Vous essayez de nous donner le sentiment qu'on a créé là-bas toutes les conditions pour qu'une vie normale puisse s'instaurer, alors que le sinistre dure depuis plus de trois semaines. Il est en effet du devoir de l'Etat d'assurer la continuité des services publics sur n'importe quelle partie du territoire national, quelle qu'en soit la situation. Or il est aujourd'hui plus facile de vivre sur des îles telles que la Corse, la Guadeloupe ou la Martinique, quotidiennement reliées à la métropole par des transports publics, maritimes ou aériens, que dans le canton de Saint-Etienne-de-Tinée, dans le haut pays niçois ! Je trouve déplorable qu'au bout de quinze jours on nous ait «lâché» trois hélicoptères de l'armée, d'ailleurs payés par les collectivités locales. La solidarité nationale commandait en effet que ce soit l'Etat qui les prenne en charge; il s'agit d'équipements lourds de l'armée, qui appartiennent aux citoyens français et auxquels les habitants de la haute Tinée contribuent eux aussi par le biais de l'impôt national.

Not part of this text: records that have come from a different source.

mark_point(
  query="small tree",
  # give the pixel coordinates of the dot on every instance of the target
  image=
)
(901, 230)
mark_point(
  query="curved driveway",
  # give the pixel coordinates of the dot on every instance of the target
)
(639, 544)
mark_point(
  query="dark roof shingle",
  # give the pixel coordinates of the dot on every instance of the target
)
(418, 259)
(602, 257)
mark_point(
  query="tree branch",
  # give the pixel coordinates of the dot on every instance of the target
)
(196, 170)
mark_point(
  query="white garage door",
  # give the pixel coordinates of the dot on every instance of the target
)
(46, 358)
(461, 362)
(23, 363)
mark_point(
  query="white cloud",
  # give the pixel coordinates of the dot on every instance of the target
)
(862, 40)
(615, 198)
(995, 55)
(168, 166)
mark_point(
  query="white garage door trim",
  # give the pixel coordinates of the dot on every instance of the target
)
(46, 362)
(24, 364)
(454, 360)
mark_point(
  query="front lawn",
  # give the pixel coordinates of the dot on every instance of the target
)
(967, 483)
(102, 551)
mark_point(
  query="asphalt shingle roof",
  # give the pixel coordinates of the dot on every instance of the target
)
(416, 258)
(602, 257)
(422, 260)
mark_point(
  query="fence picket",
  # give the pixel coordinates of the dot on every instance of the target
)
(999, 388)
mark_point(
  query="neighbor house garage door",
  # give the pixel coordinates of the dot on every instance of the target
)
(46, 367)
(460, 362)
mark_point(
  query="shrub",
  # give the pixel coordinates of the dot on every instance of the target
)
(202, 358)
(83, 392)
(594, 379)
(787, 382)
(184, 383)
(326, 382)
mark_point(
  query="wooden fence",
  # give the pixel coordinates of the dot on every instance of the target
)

Vous nous dites que tout est réglé au plan sanitaire. Pourtant, quelqu'un qui habite à une heure de l'hôpital de son chef-lieu de département, Nice, par la voie de circulation normale, devrait, en cas de drame sanitaire au milieu de la nuit, prendre une ambulance, emprunter un col non sécurisé à 2 900 mètres d'altitude pour rejoindre, au bout de cinq heures, l'hôpital de Gap ! Est-ce normal, de la part de votre gouvernement, de traiter ainsi la population ?
On nous dit gentiment et avec ironie que La Poste achemine le courrier trois fois par semaine. Mais n'est-il pas de son devoir de l'acheminer tous les jours de la semaine sur toutes les parcelles du territoire national ? Je pourrais vous citer bien d'autres exemples, monsieur le ministre...

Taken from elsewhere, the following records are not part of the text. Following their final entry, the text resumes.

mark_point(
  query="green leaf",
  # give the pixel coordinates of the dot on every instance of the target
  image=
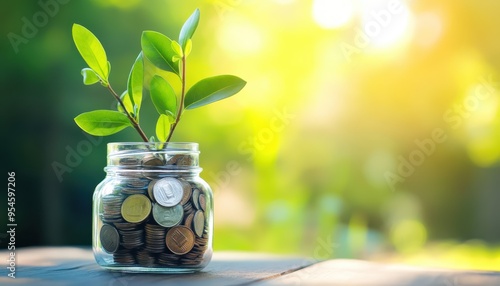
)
(177, 49)
(158, 49)
(188, 28)
(163, 96)
(102, 122)
(212, 89)
(91, 51)
(163, 127)
(89, 76)
(135, 82)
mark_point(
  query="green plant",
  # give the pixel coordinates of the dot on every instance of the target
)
(164, 54)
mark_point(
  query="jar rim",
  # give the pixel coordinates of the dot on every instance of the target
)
(180, 146)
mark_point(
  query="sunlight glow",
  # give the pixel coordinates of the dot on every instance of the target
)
(386, 23)
(241, 38)
(332, 13)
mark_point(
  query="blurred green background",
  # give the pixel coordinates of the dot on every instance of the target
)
(368, 129)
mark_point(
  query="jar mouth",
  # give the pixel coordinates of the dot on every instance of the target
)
(153, 146)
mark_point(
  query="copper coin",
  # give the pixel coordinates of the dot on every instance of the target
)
(195, 198)
(180, 239)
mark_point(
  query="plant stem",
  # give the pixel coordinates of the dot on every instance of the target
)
(135, 124)
(181, 105)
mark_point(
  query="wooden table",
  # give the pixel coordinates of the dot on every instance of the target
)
(76, 266)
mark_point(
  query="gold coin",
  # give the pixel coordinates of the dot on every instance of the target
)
(180, 239)
(136, 208)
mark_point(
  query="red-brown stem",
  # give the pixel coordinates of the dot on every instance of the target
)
(181, 106)
(132, 120)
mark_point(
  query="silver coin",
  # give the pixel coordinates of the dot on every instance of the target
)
(168, 216)
(168, 192)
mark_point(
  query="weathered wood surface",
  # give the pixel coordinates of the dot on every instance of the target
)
(76, 266)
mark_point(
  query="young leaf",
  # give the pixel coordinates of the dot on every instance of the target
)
(158, 49)
(177, 49)
(163, 96)
(102, 122)
(188, 28)
(163, 127)
(89, 76)
(135, 80)
(91, 51)
(212, 89)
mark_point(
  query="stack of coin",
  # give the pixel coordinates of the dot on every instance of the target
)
(156, 220)
(155, 238)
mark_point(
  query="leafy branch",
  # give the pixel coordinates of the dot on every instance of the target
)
(163, 53)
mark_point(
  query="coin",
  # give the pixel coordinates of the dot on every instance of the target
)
(168, 192)
(168, 216)
(136, 208)
(180, 239)
(187, 191)
(128, 161)
(199, 223)
(111, 205)
(134, 183)
(155, 238)
(203, 202)
(196, 198)
(189, 220)
(152, 160)
(150, 190)
(110, 239)
(185, 160)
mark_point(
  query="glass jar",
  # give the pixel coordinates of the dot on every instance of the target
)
(153, 212)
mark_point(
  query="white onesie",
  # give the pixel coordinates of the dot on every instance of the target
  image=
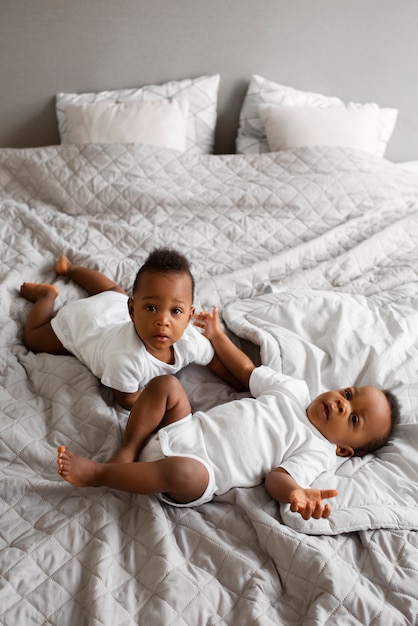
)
(98, 330)
(241, 441)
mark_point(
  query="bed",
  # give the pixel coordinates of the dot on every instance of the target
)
(308, 244)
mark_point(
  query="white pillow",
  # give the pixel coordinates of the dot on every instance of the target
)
(251, 137)
(160, 122)
(293, 127)
(201, 93)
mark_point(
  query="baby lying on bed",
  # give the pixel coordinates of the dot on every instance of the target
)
(280, 435)
(125, 341)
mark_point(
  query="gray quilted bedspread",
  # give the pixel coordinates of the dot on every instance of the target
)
(254, 227)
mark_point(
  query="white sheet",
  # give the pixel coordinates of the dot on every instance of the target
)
(325, 219)
(336, 340)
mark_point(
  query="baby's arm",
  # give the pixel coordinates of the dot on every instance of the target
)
(228, 356)
(307, 502)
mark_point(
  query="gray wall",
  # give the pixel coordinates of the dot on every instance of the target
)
(362, 50)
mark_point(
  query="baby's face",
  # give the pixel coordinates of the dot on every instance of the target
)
(161, 309)
(350, 417)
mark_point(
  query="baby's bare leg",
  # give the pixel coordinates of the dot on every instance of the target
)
(38, 333)
(162, 402)
(91, 280)
(183, 479)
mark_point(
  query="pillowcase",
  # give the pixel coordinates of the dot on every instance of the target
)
(159, 122)
(251, 137)
(201, 93)
(293, 127)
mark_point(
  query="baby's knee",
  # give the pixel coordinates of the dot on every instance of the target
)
(165, 383)
(188, 477)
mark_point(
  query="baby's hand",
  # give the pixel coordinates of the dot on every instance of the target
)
(308, 502)
(209, 322)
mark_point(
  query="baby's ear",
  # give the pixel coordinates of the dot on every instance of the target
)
(346, 452)
(131, 308)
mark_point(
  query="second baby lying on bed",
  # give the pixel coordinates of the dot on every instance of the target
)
(280, 435)
(125, 341)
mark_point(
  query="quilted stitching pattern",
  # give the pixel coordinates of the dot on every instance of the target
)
(332, 219)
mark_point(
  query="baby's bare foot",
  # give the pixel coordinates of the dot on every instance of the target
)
(64, 266)
(75, 469)
(36, 291)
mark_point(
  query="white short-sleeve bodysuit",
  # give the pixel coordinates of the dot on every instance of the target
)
(98, 330)
(241, 441)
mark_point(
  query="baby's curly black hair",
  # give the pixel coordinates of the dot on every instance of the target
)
(165, 261)
(395, 414)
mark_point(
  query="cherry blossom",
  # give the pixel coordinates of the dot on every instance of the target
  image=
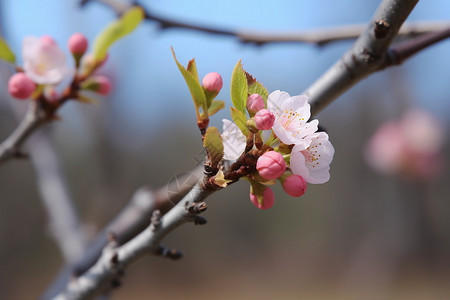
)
(291, 118)
(410, 147)
(44, 61)
(233, 140)
(313, 162)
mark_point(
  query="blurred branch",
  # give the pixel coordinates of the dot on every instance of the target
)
(134, 218)
(109, 267)
(10, 148)
(315, 36)
(367, 55)
(398, 53)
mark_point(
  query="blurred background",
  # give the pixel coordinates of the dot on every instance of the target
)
(362, 235)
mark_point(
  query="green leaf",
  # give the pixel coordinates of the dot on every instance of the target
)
(239, 88)
(255, 87)
(214, 145)
(240, 119)
(116, 30)
(257, 189)
(216, 106)
(6, 53)
(191, 78)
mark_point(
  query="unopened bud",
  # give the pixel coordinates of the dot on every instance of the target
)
(255, 103)
(271, 165)
(264, 119)
(267, 200)
(77, 44)
(212, 82)
(20, 86)
(293, 185)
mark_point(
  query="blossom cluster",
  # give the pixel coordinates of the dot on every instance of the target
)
(45, 66)
(296, 154)
(410, 147)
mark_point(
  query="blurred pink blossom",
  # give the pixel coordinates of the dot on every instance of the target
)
(410, 147)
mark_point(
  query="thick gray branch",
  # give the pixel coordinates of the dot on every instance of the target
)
(316, 36)
(367, 55)
(134, 218)
(113, 260)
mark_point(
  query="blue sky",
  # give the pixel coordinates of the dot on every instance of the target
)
(148, 83)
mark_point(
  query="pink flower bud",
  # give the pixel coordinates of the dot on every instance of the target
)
(271, 165)
(294, 185)
(264, 119)
(77, 44)
(20, 86)
(212, 82)
(47, 40)
(255, 103)
(268, 199)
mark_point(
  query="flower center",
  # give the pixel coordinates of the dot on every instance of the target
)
(289, 118)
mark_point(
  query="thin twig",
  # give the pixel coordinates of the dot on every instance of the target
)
(365, 57)
(110, 265)
(399, 53)
(314, 36)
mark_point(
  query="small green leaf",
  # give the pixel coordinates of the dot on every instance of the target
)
(6, 53)
(192, 68)
(214, 145)
(220, 180)
(216, 106)
(239, 88)
(257, 189)
(240, 119)
(191, 78)
(255, 87)
(116, 30)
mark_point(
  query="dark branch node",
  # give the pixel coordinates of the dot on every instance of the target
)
(156, 219)
(381, 28)
(197, 208)
(169, 253)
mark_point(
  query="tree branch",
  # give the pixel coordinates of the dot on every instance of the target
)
(367, 55)
(316, 36)
(134, 218)
(113, 260)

Nous allons devoir panser nos plaies. La situation économique est épouvantable. Nous perdons des emplois. Les entreprises ne peuvent plus ni fournir leurs clients ni se fournir depuis plus de trois semaines. Est-ce que vous savez ce que cela signifie, lorsque plus un centime n'entre dans votre caisse pendant une aussi longue période ? La seule solution est de déclarer cette zone sinistrée au titre des catastrophes naturelles car cette situation est prévue dans les contrats d'assurance.
Vous m'avez répondu, monsieur le ministre, ce qui est un encouragement minimum, que vous aviez demandé au préfet d'approfondir l'analyse de cette situation. Mais le préfet lui-même m'avait affirmé avoir communiqué au ministère de l'intérieur tous les éléments nécessaires pour appuyer cette demande de classement en zone sinistrée !
Je souhaitais vous entendre dire ce matin que le Gouvernement proposerait ce classement demain en conseil des ministres, ce qui aurait, après tant d'angoisse, de douleur et de larmes, mis un peu de baume au coeur de l'ensemble de mes concitoyens du canton de la haute Tinée.
Je regrette profondément que vous ne me répondiez pas précisément et que vous ne m'affirmiez pas, d'ores et déjà, pour rassurer mes concitoyens, que vous êtes prêt à prendre cette décision.